Accidental oil spill is one of the most critical disasters in coastal areas and can cause serious damages to the ecosystem and the economy. The oil spill diffusion is a complex process involving the highly-nonlinear interaction of two fluids with very different properties. In this study, the Consistent Particle Method (CPM) is enhanced by incorporating the continuum surface force (CSF) model and applied to simulate the oil spill process. Firstly, the advantage of CPM in computing the curvature of an interface, which is key in simulating the interfacial tension force, is demonstrated by a circular ring case. Secondly, the capability of the CPM model in capturing the interfacial tension force is validated by a two-dimensional droplet deformation. Finally, the benchmark example of oil slick spreading from the top corner of a reservoir is simulated by the enhanced CPM model. The influence of adding the surface tension model in the simulation is examined. The morphological and kinematic properties of the oil spill process are discussed.

INTRODUCTION

The accidental oil spill is concerned in coastal management and ocean protection because such an event, once happened, can cause serious water pollution, ecosystem damage and economic loss. To harness oil spill and hence minimize its damaging effects, a reliable prediction of the speed and extent of oil spill is of great significance. As the development of computer hardware and numerical algorithms, the numerical modelling has become a promising tool in predicting the oil spill feature, yet, some challenges still exist due to the density/viscosity discontinuities and the large deformations of the water-oil interface.

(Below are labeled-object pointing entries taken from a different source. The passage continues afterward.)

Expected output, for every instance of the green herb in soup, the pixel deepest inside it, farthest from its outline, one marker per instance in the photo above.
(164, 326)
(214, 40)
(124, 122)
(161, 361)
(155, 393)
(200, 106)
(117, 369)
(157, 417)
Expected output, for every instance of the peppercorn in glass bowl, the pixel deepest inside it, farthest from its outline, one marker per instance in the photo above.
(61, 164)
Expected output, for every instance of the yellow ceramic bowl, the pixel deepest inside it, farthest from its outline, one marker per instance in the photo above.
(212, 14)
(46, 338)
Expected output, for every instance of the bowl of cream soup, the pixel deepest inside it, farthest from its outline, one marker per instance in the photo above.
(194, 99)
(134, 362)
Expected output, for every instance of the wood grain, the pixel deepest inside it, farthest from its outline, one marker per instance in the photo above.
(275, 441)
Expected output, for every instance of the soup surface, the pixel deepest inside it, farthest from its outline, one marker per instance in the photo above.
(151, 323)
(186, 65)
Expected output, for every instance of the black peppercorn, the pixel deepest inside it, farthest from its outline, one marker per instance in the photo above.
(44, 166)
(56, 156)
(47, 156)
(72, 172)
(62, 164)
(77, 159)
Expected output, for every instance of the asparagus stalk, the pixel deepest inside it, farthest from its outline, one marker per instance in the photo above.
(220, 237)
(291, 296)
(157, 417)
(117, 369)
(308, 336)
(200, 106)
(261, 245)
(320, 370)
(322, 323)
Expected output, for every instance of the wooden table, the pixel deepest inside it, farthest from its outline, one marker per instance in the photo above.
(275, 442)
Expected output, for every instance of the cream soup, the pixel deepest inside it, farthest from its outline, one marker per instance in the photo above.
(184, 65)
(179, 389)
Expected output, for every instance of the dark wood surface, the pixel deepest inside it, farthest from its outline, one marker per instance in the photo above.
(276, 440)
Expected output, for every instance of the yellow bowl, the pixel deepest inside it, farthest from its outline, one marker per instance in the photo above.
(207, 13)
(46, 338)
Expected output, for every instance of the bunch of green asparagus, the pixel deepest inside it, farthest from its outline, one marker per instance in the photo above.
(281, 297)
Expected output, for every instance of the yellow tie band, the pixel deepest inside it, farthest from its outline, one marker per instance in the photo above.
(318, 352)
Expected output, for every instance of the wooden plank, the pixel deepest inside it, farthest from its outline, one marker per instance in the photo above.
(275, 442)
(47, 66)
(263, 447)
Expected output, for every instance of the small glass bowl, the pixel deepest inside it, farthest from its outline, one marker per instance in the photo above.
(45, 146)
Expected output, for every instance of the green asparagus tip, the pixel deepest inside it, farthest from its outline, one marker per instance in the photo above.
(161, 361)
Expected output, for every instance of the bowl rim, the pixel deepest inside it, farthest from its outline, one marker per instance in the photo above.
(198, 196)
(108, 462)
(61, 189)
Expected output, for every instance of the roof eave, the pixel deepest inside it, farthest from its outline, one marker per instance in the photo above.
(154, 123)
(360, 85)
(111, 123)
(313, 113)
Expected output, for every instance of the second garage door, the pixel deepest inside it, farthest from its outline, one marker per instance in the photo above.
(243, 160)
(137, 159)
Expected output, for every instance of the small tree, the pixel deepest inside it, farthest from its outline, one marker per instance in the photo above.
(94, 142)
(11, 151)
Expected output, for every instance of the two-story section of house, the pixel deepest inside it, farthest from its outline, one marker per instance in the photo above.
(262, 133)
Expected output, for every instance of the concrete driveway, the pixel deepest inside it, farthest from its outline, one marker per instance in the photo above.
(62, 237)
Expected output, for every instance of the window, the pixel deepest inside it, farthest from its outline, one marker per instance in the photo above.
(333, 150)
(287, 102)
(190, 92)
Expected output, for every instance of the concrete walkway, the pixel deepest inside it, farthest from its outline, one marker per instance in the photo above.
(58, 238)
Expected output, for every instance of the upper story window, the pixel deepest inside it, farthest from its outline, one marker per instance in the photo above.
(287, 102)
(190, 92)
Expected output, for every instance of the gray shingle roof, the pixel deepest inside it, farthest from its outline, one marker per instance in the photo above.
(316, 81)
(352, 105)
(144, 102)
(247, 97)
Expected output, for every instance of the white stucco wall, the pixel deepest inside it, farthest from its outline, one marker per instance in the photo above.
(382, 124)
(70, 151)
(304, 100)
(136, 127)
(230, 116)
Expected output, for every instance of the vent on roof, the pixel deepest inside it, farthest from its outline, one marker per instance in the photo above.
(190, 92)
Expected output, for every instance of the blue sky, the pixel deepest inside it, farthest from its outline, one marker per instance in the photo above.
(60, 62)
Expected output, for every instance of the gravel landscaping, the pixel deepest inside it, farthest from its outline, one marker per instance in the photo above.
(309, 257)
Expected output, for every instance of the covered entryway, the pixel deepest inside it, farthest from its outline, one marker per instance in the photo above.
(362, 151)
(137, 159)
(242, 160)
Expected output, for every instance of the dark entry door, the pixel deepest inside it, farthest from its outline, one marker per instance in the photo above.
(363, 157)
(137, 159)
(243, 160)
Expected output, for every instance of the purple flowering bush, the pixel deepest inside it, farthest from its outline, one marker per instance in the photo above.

In the last two decades, the so-called particle methods have been getting significant developments and have been demonstrated to handle the large deformation of fluid interface naturally well (Ye et al. 2019, Gotoh et al. 2021, Luo et al. 2021, Vacondio et al. 2021). Based on the strategy of solving fluid pressure, particle methods can be grouped into the weakly-compressible particle methods (e.g., Smoothed Particle Hydrodynamics (SPH) (Vacondio et al. 2021) and Finite Particle Method (Zhang et al. 2020)) and the projection-based methods (e.g., Moving Particle Semi-implicit (MPS) (Khayyer et al. 2019), Incompressible SPH (Zheng et al. 2017) and Consistent Particle Method (CPM) (Koh et al. 2012, Luo et al. 2019).